On the wall of the newer shelter, a helicopter crew had taken the time to write their names. Instead of a long and difficult trek from Jomsom to Damodar Kund, Hindus can make a helicopter pilgrimage! I had read about these ‘copter visits and wondered if we would be blessed with one during our stay at the site. The thought that you could – with enough rupees – buy moksha brought to mind the selling of indulgences that prompted the Protestant Reformation in Europe. Of course, in the Damodar case, private entrepreneurs and not a corrupt Hindu hierarchy are the ones selling salvation.
While the pilgrims may leave behind bad karma, they also leave behind all sorts of garbage. In the image below, those are oxygen canisters used by passengers who have flown from Jomsom at 2600 meters to this site at 4990 for a quick one- or two-hour visit.

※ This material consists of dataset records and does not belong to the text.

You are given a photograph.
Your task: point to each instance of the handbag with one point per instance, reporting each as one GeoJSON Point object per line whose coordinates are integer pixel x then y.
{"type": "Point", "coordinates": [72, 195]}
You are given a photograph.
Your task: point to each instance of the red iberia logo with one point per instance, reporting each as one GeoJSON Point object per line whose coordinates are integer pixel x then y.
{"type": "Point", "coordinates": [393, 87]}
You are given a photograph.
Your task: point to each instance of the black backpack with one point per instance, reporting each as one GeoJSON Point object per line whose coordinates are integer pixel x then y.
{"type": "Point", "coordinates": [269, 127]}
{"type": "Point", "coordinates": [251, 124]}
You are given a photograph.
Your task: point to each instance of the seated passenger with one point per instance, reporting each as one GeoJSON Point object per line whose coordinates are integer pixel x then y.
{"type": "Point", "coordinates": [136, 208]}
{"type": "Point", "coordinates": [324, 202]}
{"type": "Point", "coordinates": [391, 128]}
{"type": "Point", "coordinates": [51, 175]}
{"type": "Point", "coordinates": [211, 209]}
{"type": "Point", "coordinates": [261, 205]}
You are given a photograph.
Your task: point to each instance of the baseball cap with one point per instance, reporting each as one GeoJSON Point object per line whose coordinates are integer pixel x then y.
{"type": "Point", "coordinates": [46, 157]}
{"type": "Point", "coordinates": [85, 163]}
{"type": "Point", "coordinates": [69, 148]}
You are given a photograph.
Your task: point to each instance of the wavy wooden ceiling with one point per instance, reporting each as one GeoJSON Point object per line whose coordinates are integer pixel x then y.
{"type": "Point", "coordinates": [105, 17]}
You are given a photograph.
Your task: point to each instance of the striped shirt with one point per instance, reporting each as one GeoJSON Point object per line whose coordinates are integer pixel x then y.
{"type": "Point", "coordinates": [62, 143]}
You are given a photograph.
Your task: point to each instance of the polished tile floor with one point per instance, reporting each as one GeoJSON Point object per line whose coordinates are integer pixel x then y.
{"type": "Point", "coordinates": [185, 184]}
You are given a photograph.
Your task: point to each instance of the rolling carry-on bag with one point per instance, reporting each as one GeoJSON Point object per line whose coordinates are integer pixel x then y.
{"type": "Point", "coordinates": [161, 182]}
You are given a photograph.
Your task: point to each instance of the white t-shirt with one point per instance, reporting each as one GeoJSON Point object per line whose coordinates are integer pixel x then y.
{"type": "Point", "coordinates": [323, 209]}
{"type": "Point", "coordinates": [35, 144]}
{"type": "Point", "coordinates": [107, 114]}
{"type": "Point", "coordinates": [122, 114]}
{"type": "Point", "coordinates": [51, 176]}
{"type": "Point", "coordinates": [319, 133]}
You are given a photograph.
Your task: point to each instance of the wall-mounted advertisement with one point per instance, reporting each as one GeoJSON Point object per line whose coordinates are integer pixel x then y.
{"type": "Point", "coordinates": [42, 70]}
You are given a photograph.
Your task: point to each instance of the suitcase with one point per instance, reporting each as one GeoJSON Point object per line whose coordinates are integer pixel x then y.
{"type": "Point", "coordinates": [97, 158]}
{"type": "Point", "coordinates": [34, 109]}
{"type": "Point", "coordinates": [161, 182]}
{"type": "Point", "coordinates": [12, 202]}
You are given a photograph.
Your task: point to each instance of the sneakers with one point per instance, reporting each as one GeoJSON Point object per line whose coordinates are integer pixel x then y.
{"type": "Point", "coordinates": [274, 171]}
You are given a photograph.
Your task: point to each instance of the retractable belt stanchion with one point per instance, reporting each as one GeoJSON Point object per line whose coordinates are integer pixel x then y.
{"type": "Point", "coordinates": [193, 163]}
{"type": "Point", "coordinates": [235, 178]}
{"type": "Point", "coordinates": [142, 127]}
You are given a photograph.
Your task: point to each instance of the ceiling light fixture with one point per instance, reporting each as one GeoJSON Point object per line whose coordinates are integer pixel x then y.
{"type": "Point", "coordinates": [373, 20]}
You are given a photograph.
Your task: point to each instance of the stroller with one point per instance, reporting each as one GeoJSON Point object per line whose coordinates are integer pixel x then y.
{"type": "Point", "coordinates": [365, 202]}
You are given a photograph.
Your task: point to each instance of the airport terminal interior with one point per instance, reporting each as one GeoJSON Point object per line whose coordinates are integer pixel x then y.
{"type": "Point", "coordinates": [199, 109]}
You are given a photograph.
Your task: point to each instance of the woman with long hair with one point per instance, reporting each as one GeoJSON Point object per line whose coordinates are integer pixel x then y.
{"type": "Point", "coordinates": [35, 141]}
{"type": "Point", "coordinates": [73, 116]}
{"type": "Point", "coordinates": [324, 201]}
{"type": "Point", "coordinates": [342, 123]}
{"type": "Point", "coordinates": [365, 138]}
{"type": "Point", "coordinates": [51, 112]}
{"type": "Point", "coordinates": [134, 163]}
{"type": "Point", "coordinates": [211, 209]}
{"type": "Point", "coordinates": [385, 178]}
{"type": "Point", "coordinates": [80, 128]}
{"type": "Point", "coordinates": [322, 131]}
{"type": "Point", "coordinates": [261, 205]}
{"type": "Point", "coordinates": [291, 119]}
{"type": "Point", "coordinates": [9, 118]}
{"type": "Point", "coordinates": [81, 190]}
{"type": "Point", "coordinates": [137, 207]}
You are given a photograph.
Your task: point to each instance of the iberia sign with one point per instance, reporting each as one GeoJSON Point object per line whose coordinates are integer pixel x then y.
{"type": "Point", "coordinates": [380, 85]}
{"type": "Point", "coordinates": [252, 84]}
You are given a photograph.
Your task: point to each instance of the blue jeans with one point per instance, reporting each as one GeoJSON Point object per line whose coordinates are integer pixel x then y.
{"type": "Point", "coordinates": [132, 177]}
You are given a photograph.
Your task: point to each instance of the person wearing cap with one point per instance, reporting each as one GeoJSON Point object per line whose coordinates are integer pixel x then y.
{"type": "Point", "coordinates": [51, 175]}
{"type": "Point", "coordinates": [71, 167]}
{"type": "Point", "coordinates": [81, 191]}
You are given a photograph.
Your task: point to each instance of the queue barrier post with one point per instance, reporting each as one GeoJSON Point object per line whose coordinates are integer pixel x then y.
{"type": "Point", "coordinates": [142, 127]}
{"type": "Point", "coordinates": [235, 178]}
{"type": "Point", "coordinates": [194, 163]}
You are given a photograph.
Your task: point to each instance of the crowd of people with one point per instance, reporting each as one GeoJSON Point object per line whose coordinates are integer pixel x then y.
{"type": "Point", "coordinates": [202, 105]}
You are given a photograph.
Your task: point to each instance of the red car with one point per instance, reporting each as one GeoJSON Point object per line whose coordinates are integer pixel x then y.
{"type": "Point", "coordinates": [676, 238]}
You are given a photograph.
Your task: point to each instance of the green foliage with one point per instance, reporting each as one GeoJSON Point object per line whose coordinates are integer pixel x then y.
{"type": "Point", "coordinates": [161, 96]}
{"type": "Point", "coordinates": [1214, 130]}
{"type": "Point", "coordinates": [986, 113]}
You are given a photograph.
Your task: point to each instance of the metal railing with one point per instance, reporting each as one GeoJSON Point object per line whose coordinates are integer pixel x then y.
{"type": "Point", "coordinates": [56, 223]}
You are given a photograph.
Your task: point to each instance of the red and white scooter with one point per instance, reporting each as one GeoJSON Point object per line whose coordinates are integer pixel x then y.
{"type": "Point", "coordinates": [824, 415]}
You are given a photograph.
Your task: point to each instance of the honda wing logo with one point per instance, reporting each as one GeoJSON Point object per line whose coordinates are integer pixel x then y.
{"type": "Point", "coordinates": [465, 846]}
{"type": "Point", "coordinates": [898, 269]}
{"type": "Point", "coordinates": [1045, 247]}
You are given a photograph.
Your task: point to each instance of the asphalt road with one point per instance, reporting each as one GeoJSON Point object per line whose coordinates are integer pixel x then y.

The first phase of our trek – the walk up the Kali Gandaki – took us five days. At the end of Day 10, the second phase – the Hindu pilgrims’ trail from Yara – was also done. Beginning with Day 11, we were moving into the mountaineering phase of our multi-faceted walk. We were heading to the Khumjungar Glacier and some more altitude gain.
Next Post: Day 11 – Damodar Kunda To The Japanese Base Camp
A Problem With The Nepal Govt Survey Dept. Map!
The 2001 edition of the Nepal Government’s Survey Department map (done with the Finnish Meteorological Institute) has Damodar Kund in the wrong place! Take a look at the Himalayan Map House map below; note how the trail from Batsyak Camp goes south to Batsyak La and then in a south-easterly direction to the Damodar Kunda.
Now, look at the official Nepalese Govt topo. It too indicates the trail from the Batsyak Camp at Parsye Khola to the Damodar Kunda. However, its trail leads you to a location just northwest of Gaugiri. And if there are indeed three little ponds to be found there, they are not the Damodar Kunda!
Turning to the Nepal topo 2884 01 (Damodar Himal), the actual location of the Damodar Kunda would be the small pond on the map below. I’ve labelled the French Camp location as well as that of the Damodar Kund.